Haydi hayırlısı... Son günlerde hakikaten güzel şeyler de oluyor... Başbakan adını koyarak “Kürt sorunu”ndan söz etti ve “bütün sorunlar demokrasi...

Haydi hayırlısı... Son günlerde hakikaten güzel şeyler de oluyor... Başbakan adını koyarak “Kürt sorunu”ndan söz etti ve “bütün sorunlar demokrasi şemsiyesi altında anayasal düzen içinde ele alınmalı. Kürt sorunu demokratik bir sorundur” diye vurguladı. Ardından PKK adına konuşan Karayılan “Açıklamaları önemsiyoruz” dedi.
Tayyip Erdoğan önce şu hayati soruyu sormuştu: Kürt sorunu ne olacak, nasıl çözülecek? Cevabı ise şöyleydi: “Anayasal düzen, toplumsal bütünlük içinde daha çok hukuk, daha çok demokrasi ve daha çok refahla çözülecek. Tek millet, tek devlet, tek bayrak prensibi içinde demokrasiyle çözülecek...” Ve TC tarihinde ilk kez, bir Başbakan, geçmişteki devlet politikaları nedeniyle dolaylı olarak özür dilemiş; sorunun varlığını kabul etmiş, çözümünün demokrasi ve hukuk vurgulu yönünü öne çıkarmış ve üstelik bir de diyaloga açık bir istikamete işaret etmişti...

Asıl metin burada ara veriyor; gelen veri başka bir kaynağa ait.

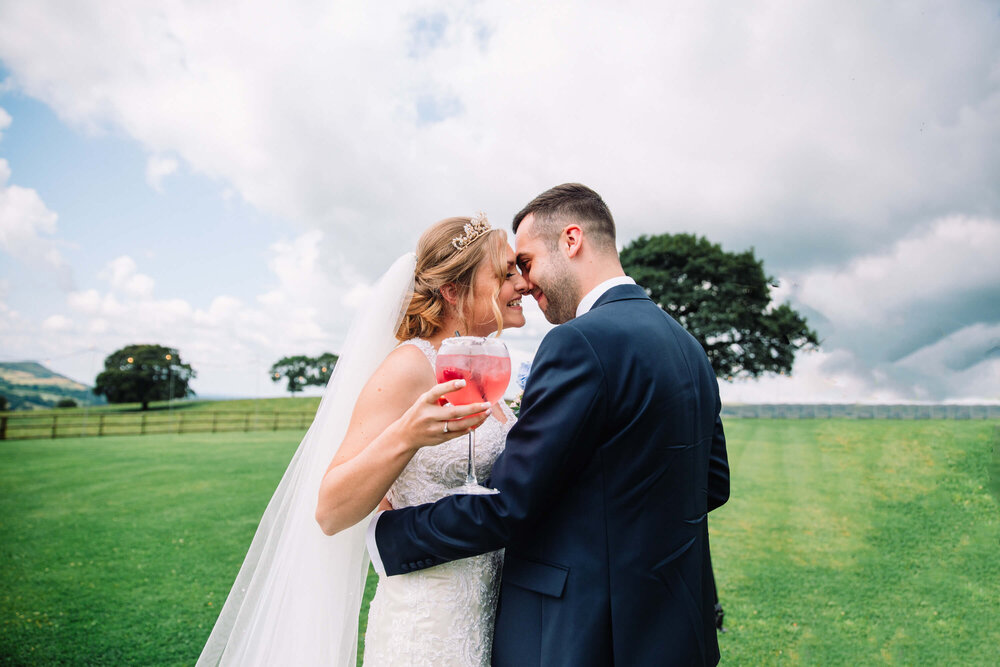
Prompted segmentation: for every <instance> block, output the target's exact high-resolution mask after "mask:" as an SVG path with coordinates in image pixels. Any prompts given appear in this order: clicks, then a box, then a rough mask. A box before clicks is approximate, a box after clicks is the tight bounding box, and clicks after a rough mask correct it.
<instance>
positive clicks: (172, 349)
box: [94, 345, 197, 410]
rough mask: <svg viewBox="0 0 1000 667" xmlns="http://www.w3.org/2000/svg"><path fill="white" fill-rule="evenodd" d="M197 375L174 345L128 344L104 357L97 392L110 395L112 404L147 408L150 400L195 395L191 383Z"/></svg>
mask: <svg viewBox="0 0 1000 667" xmlns="http://www.w3.org/2000/svg"><path fill="white" fill-rule="evenodd" d="M196 375H197V374H196V373H195V371H194V369H192V368H191V366H190V365H188V364H185V363H183V362H182V361H181V357H180V354H178V352H177V350H175V349H174V348H171V347H164V346H162V345H127V346H125V347H123V348H122V349H120V350H118V351H117V352H112V353H111V354H110V355H108V358H107V359H105V360H104V370H103V371H102V372H101V373H100V375H98V376H97V380H96V381H95V382H94V393H95V394H97V395H99V396H100V395H103V396H106V397H107V399H108V402H109V403H142V409H143V410H146V409H148V408H149V403H150V401H165V400H168V399H171V398H184V397H186V396H191V395H194V391H193V390H192V389H191V388H190V387H189V386H188V383H189V382H190V381H191V379H192V378H194V377H196Z"/></svg>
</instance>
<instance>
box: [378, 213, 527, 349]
mask: <svg viewBox="0 0 1000 667" xmlns="http://www.w3.org/2000/svg"><path fill="white" fill-rule="evenodd" d="M470 222H471V218H464V217H459V218H446V219H444V220H441V221H440V222H436V223H434V224H433V225H431V226H430V227H429V228H428V229H427V231H425V232H424V233H423V235H422V236H421V237H420V241H418V242H417V266H416V269H415V270H414V276H413V296H412V298H411V299H410V305H409V307H408V308H407V309H406V314H405V315H404V316H403V321H402V323H401V324H400V325H399V329H398V330H397V331H396V338H397V339H398V340H400V341H404V340H409V339H411V338H429V337H431V336H433V335H435V334H436V333H438V331H440V330H441V325H442V323H443V321H444V319H445V317H446V316H447V314H448V309H449V308H451V307H452V306H451V305H450V304H449V303H448V302H447V301H446V300H445V298H444V296H443V295H442V294H441V288H442V287H443V286H444V285H447V284H449V283H451V284H452V285H454V286H455V292H456V295H457V298H456V303H455V306H454V308H455V311H456V314H457V316H458V319H459V321H460V322H461V323H462V328H463V329H465V331H464V332H463V333H468V321H467V318H468V317H469V316H470V315H471V313H472V298H473V294H474V292H475V287H476V286H475V278H476V270H477V269H478V268H479V264H480V263H481V262H482V261H483V260H484V258H488V261H489V263H490V265H491V266H492V267H493V273H494V275H495V277H496V286H495V287H494V289H493V295H492V297H493V298H492V301H493V302H492V303H491V304H490V305H491V306H492V308H493V316H494V317H495V318H496V323H497V333H498V334H499V333H500V332H501V331H502V330H503V313H502V311H501V310H500V304H499V302H498V301H497V297H498V296H499V294H500V286H501V285H502V284H503V281H504V279H505V278H506V276H507V233H506V232H505V231H503V230H502V229H491V230H490V231H489V232H487V233H485V234H482V235H480V236H478V237H477V238H475V239H474V240H473V241H472V242H471V243H469V244H468V245H466V246H465V247H463V248H462V249H461V250H459V249H457V248H455V246H454V245H452V239H454V238H456V237H460V236H462V235H463V234H464V229H465V225H467V224H469V223H470Z"/></svg>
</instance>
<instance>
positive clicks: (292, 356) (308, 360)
mask: <svg viewBox="0 0 1000 667" xmlns="http://www.w3.org/2000/svg"><path fill="white" fill-rule="evenodd" d="M336 365H337V355H335V354H333V353H332V352H324V353H323V354H321V355H319V356H318V357H308V356H305V355H301V354H300V355H295V356H292V357H282V358H281V359H279V360H278V361H276V362H274V364H273V365H272V366H271V371H270V375H271V381H272V382H280V381H281V379H282V378H284V379H285V381H286V383H287V384H286V388H287V389H288V393H290V394H295V393H297V392H300V391H302V390H303V389H304V388H305V387H308V386H310V385H315V386H320V387H323V386H326V383H327V382H329V381H330V375H331V374H332V373H333V367H334V366H336Z"/></svg>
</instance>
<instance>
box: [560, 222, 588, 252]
mask: <svg viewBox="0 0 1000 667" xmlns="http://www.w3.org/2000/svg"><path fill="white" fill-rule="evenodd" d="M559 245H560V246H561V248H563V249H565V250H566V254H567V255H568V256H569V257H576V256H577V254H578V253H579V252H580V248H581V247H583V230H582V229H580V226H579V225H568V226H567V227H566V228H565V229H563V233H562V234H561V235H560V237H559Z"/></svg>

Ama şunu unutmamak lazım. Literatürdeki adıyla diğer “ulusal sorunlar” nasıl bir devrim meselesi değilse, Kürt sorununun çözümü için de illa ki devrimi beklemek gerekmez. Bu tür vaatlere bir süreliğine de olsa iyimser şekilde yaklaşınca, aptesimiz bozulmaz. Başbakanın sözleri belki pek alışıldık sözler değildir; ama elbette abartılmamalıdır. “Kürt realitesi, AB’nin yolu Diyarbakır’dan geçer” diyen samimiyetsiz Başbakanları görmüş olma tecrübesine binaen, Erdoğan’ın sözleri de kuşkuyla ve temkinli bir iyimserlikle karşılanmalıdır. Ama muhtevası itibariyle zaten “burjuva demokratik” bir sorun olan Kürt sorunu da (Kürtlerin mücadelesi, AB[D] vb.) dayatmalar sonucunda burjuvazi tarafından da çözülebilir bir düzleme pekâlâ sürüklenebiliyor işte.
Alan memnun, veren memnun ise; bu durumda sosyalistlere bu “alışverişi” (emekçi Kürtlerin hakkına vurgu yaparak) kolaylaştırmaktan başka ne düşsün? Karşılıklı atılan adımlarla, psikolojik savaş kurallarının yerini hızla psikolojik barış ortamının alması, hep birlikte en büyük temennimiz değil mi?
Öte yandan Başbakan’ın son sözleri aldatmaca dahi olsa; bir “plasebo” etkisi yaratabilir. Malum, plasebo, esas olarak tedavi edici özelliği olmayan haplara verilen isimdir. Hasta kendisini tedavi edecek bir ilaç verildiğine inanır ve böylece bazen hastalığı yenme gücüne sahip olabilir. Yani burada söz konusu olan psikolojik bir tedavi yöntemi. Ama işin elbette bir başka vahim yönü daha var. Bu yöntem öyle etkilidir ki, bazen bir şekeri bile birisine siyanür diye yutturduğunuzda, onun ölümüne yol açabilirmişsiniz. Demek ki sol güçlere düşen, bunun da önüne geçmek. Aksi halde hakikaten hapı yuttuğumuzun resmidir.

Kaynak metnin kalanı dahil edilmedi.